Üç boyutlu başörtüler

Moda
Merve Tunçel’in haberi Tasarımcı Zehra Erdem’in hem boyayıp hem de zincir, boncuk gibi aksesuarlarla süslediği eşarplar meraklısı için ilginç bir alternatif. Kıyafete uygun eşarp bulmak kolay bi...
EMOJİLE

Merve Tunçel’in haberi

Tasarımcı Zehra Erdem’in hem boyayıp hem de zincir, boncuk gibi aksesuarlarla süslediği eşarplar meraklısı için ilginç bir alternatif.

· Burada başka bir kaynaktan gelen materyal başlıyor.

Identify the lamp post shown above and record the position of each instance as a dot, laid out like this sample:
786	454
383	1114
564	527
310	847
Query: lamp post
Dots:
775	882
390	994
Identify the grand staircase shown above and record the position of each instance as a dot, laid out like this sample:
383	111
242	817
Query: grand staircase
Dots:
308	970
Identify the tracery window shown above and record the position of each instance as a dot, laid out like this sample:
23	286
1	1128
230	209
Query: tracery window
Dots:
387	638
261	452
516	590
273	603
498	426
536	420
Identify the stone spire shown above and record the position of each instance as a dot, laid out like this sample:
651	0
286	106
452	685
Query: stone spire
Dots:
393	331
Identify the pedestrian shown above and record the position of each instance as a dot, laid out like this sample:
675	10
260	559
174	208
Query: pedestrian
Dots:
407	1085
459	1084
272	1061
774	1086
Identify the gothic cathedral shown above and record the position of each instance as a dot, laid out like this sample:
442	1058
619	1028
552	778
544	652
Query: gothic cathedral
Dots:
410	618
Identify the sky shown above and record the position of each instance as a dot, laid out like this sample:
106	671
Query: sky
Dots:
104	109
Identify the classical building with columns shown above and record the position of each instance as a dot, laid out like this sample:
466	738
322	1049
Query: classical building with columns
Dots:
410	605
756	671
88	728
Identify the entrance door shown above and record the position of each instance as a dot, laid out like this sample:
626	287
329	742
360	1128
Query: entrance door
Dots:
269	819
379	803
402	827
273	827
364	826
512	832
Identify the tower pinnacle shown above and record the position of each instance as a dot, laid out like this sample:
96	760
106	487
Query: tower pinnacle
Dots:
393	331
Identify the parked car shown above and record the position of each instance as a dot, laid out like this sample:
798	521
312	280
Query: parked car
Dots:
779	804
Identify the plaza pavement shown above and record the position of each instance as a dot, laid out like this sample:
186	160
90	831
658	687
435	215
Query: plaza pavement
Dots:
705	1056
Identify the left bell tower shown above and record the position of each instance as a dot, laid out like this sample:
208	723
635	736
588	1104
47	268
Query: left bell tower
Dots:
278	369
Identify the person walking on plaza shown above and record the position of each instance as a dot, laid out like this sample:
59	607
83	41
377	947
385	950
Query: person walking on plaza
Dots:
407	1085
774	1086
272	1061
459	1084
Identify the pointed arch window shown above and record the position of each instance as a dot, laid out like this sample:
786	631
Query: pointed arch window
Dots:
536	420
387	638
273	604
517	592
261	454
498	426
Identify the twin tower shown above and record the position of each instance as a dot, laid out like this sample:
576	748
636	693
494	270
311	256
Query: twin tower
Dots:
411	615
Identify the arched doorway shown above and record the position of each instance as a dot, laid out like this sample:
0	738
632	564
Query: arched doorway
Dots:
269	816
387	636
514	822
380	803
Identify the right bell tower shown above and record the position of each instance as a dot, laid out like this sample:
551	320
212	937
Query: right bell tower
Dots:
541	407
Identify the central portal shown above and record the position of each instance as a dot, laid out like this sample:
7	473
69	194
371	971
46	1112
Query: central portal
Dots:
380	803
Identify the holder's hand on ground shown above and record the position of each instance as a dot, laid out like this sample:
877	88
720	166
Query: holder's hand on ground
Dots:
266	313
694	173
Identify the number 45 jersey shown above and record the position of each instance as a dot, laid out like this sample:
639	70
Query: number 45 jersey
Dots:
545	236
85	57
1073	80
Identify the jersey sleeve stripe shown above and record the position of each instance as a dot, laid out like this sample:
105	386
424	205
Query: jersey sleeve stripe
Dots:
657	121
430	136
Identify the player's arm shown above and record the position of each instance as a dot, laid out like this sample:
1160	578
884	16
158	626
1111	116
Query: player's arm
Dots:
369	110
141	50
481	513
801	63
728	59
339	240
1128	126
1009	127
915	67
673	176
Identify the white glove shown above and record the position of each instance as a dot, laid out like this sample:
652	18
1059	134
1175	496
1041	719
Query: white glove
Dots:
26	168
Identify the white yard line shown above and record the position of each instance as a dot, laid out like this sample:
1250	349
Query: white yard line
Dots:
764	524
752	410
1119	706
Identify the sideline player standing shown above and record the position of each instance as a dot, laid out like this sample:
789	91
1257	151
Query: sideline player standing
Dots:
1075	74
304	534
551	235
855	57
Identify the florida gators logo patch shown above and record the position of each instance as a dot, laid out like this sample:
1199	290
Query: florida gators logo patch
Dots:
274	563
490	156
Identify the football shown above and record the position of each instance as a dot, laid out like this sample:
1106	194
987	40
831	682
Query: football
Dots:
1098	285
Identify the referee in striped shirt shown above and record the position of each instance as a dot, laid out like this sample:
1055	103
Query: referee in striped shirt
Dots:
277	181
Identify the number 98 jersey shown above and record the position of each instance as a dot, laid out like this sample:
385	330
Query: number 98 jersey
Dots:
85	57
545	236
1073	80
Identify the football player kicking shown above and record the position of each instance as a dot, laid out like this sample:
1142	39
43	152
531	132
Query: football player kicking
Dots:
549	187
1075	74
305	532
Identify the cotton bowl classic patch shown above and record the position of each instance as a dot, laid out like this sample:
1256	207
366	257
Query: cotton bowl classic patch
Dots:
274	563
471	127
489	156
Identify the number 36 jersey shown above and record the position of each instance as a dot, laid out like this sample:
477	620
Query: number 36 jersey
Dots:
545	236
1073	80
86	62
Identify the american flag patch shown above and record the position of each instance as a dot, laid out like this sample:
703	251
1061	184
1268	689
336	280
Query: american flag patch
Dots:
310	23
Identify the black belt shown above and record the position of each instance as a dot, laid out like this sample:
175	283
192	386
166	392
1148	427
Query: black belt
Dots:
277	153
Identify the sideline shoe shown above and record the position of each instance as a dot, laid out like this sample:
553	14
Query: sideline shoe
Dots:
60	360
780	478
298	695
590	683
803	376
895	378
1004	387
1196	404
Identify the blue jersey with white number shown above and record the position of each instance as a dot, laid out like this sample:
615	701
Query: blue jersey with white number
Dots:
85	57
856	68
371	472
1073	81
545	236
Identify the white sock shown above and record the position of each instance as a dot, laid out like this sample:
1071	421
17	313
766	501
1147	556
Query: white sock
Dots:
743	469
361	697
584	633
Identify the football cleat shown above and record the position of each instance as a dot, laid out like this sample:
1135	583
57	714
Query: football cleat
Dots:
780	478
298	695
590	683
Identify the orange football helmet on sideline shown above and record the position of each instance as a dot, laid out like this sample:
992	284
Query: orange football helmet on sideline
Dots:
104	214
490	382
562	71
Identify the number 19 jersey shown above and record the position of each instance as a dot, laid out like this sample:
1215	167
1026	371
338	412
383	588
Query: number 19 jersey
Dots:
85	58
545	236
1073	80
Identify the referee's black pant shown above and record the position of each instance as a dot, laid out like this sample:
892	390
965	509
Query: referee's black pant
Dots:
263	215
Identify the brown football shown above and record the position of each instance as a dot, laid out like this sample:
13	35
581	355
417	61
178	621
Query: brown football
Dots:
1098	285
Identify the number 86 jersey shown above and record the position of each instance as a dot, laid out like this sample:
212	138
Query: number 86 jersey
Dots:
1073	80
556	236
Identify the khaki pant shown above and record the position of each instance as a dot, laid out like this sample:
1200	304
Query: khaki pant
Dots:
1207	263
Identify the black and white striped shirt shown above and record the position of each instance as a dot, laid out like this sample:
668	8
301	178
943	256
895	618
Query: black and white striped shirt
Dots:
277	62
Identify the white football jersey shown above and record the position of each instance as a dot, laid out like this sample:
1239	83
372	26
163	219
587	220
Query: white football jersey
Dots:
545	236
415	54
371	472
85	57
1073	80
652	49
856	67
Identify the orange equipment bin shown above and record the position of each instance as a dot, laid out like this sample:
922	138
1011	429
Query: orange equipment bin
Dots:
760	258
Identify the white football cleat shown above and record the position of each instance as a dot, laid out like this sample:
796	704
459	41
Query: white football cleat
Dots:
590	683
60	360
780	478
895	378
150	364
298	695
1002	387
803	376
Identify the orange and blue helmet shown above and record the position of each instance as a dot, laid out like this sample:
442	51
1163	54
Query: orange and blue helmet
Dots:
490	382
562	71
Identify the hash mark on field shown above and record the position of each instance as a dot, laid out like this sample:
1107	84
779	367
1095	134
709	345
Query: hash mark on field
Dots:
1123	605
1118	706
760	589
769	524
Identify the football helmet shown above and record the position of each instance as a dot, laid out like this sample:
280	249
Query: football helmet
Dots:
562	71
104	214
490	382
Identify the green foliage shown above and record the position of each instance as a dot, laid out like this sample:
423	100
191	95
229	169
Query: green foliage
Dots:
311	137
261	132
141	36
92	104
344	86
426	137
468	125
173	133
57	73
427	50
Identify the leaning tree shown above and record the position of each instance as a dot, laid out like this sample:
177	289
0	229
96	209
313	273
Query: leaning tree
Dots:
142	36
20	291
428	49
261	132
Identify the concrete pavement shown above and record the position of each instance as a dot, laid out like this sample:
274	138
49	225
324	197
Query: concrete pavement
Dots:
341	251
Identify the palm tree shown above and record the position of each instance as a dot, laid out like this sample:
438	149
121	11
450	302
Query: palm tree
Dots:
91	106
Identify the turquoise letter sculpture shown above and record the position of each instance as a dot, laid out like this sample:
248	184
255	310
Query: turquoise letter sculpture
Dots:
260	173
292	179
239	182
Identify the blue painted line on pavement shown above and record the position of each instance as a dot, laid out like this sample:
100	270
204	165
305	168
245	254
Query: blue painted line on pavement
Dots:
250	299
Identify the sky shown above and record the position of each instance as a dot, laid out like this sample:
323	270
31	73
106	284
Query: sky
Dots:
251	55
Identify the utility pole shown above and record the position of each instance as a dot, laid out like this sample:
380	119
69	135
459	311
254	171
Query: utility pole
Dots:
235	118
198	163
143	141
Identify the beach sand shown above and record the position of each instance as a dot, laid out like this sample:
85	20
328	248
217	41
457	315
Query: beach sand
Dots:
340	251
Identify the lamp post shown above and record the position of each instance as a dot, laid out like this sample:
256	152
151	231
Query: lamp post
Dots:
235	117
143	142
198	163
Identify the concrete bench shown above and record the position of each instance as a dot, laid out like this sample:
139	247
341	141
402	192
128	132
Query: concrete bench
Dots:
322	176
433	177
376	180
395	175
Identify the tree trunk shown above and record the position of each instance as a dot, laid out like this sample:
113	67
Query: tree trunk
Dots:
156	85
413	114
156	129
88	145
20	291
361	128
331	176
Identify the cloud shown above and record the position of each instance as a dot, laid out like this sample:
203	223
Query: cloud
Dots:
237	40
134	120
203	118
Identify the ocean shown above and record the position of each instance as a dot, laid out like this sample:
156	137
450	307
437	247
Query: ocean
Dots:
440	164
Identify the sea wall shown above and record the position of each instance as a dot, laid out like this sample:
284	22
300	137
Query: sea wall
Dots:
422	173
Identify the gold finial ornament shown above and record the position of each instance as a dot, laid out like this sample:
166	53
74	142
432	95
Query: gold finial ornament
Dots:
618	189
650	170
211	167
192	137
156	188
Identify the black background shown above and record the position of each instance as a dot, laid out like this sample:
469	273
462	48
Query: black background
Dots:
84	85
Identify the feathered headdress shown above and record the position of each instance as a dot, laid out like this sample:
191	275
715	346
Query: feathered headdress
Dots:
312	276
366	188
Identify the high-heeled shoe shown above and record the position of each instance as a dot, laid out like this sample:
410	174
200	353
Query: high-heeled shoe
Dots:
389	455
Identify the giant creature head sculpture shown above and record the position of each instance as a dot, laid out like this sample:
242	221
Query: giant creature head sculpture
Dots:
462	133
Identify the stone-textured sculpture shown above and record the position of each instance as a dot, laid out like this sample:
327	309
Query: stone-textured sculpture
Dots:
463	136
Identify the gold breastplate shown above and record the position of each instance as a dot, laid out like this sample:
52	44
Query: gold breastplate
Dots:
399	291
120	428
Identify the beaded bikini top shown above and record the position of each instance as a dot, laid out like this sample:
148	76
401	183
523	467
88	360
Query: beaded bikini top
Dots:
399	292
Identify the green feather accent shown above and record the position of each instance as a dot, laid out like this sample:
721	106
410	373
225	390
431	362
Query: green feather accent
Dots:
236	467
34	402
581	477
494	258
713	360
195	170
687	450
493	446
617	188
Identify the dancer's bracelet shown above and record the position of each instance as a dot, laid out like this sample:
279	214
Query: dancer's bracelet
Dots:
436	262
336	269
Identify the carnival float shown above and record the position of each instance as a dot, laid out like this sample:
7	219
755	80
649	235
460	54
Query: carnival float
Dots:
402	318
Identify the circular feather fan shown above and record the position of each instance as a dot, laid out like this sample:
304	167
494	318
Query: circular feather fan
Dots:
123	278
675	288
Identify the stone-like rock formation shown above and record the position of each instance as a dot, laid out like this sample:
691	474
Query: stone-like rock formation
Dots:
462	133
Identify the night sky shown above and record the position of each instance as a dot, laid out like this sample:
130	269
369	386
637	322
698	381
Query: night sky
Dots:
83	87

Kıyafete uygun eşarp bulmak kolay bir iş sayılmaz. Hele bir de özel bir gün için arıyorsanız işiniz daha zor. Birkaç istisna dışında özgün motiflere rastlamak neredeyse imkânsız. Zehra Erdem’in el emeği göz nuru tasarım eşarpları bu alternatif kıtlığından doğmuş. Takı tasarlamayı çok seven, hat sanatıyla da yakından ilgilenen Erdem, bu iki alanı eşarplar üzerinde buluşturmaya karar verince oldukça farklı tasarımlar çıkmış ortaya. Erdem, saat motifinin zincirlerini, ceket deseninin düğmelerini üç boyutlu olarak işliyor kumaşa.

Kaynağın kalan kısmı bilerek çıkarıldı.